On the future of the IPG, Krakowsky says he won’t be taking a “rear view image” of the sector, and the challenge is to get word out about the breadth of capabilities at IPG, selling it as a company that solves business problems rather than as a marketing services provider. Which sounds a lot like fending off competition from the consultants.

Krakowsky has a reputation as someone who is thoughtful and empathetic, and talking about the turbulence of the last six months, he said: “It’s most useful for clients when we are quiet and we listen without any agenda, so that we can really hear what the issues are, and be very present for them.”

Not that he likes to spend too much time musing. He says that the pandemic has convinced him more than ever of the need to act quickly. “If you know it needs to be done, even if it’s a hard thing to do, be courageous about doing it, because things are only going to move faster.”

He also stresses the importance of team work, and listening to people within the group. “It’s one of the things we push our leaders on. How flat can you make your organisation? How fast can you move and to what extent can you make sure that all your voices are heard? The people closest to the coal face, the more junior people, should be heard more because they have their finger on the pulse.”

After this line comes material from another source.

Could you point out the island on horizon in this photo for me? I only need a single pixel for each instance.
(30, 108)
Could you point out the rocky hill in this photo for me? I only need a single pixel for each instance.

Talking about how his own personal experience of 2020, Krakowsky says he seeks out “things that give me perspective and keep me honest.” It seems his wife is helpful here – she’s a theology professor and a priest, who spends time “truly administering to all those realities and being confronted with real problems.” He adds: “I’m by far the least interesting and accomplished person in my home.”

You can watch the full interview here.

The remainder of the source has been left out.